Piogge straordinarie, le più violente degli ultimi trent’anni, hanno colpito il Ciad dall’inizio di settembre del 2022 e hanno provocato l’esondazione del Chari e del Logone, i due fiumi che si incontrano nella capitale N’Djamena. «Intere aree della città», spiega Sermonti, «sono state sommerse dall’acqua, le case sono state spazzate via, 157mila persone, secondo gli ultimi dati delle Nazioni Unite, sono state costrette a fuggire. Più di 1,3 milioni di persone sono state colpite dalle conseguenze delle piogge.
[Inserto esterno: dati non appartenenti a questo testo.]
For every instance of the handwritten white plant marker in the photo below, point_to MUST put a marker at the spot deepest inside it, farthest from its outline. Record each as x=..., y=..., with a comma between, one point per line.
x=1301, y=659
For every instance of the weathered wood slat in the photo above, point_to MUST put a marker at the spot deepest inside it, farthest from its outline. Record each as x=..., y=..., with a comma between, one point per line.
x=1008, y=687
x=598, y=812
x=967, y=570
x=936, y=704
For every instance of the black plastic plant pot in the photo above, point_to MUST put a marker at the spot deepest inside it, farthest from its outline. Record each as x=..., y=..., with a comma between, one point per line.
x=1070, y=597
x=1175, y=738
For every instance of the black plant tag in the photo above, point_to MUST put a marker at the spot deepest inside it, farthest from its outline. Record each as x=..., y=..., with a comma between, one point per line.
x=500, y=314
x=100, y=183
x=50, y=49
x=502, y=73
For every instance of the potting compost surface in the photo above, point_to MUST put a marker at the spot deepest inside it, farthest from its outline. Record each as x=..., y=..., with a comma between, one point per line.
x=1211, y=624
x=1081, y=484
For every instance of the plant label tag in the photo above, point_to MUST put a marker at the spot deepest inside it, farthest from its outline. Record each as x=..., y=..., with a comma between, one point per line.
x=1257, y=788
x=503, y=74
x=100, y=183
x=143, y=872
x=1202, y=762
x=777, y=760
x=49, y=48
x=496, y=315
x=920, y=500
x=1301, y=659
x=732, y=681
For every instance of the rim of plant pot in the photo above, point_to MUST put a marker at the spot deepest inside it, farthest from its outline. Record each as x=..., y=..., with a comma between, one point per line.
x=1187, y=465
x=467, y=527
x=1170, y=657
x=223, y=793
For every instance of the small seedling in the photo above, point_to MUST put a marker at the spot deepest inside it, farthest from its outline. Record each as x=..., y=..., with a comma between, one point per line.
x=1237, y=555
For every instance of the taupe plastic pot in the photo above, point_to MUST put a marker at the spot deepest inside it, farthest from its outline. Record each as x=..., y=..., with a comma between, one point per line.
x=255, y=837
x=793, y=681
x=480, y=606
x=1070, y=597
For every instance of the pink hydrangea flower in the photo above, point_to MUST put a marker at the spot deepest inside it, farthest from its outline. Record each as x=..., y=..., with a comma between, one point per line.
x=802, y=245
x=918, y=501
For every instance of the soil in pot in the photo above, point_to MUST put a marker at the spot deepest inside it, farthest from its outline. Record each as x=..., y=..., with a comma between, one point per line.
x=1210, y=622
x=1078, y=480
E questo non ha fatto altro che peggiorare i già alti livelli di malnutrizione: qui oltre un milione di minori sono gravemente malnutriti». Secondo il Notre Dame Global Adaptation Index, il Ciad è il Paese più vulnerabile al mondo di fronte agli effetti dei cambiamenti climatici. 

Campo profughi di Zabout

I campi profughi

«La situazione è agghiacciante. Nella provincia del Ouaddai ci sono 200mila persone accampate senza neanche una latrina che aspettano di essere redistribuite. Ma non ci sono abbastanza campi profughi per tutti. Quella del Ouaddai è l’area più colpita perché lì c’è l’unica strada che collega il Sudan e il Ciad». Già prima dell’inizio dell’ultimo conflitto Intersos aveva sviluppato risposte di emergenza multisettoriali e assistenza alle persone vulnerabili nelle province del lago Ciad, N’Djamena e Chari Baguirmi. Ha garantito assistenza medica di base, in particolare nell’ambito della cura della malnutrizione e dell’assistenza alimentare. L’ong ha sostenuto i centri di accoglienza per persone sfollate intorno alla città di N’Djamena, a Toukra 1, Toukra 2 e Milezi. Sono stati costruiti pozzi, latrine e 320 ripari d’emergenza ed è stata riabilitata una scuola per ospitare decine di famiglie sfollate. 

Per rispondere a questa nuova emergenza: «Con fondi di Unhcr», spiega Sermonti, «abbiamo costruito, nella regione del Sila dove si trovano 100mila rifugiati, un campo profughi partendo da zero. Il campo Zabout è composto da 10mila unità abitative. Ogni shelter può ospitare sei persone e per ogni quattro strutture è stata prevista una latrina». Il campo nasce su 400 ettari di terreno. «Ettari di terreno», ci tiene a sottolineare la vicedirettrice regionale di Intersos, «che erano coltivati da gente che vive di quello che semina. Contadini che hanno detto “va bene, prendetevi il mio pezzo di terra”. Questo per sottolineare come davanti a una tragedia di queste dimensioni anche chi non aveva niente non si è tirato indietro». Intersos sta anche lavorando nel campo profughi di Kerfi, dove sta costruendo degli shelter aggiuntivi, 517 per il momento e in quello di Daguessa, dove ora si trovano i returnees. L’ong porta avanti attività di protezione, con spazi sicuri per donne e minori, agevola le riunificazioni familiari, gestisce dei casi di protezione dell’infanzia e assiste persone sopravvissute alla violenza di genere.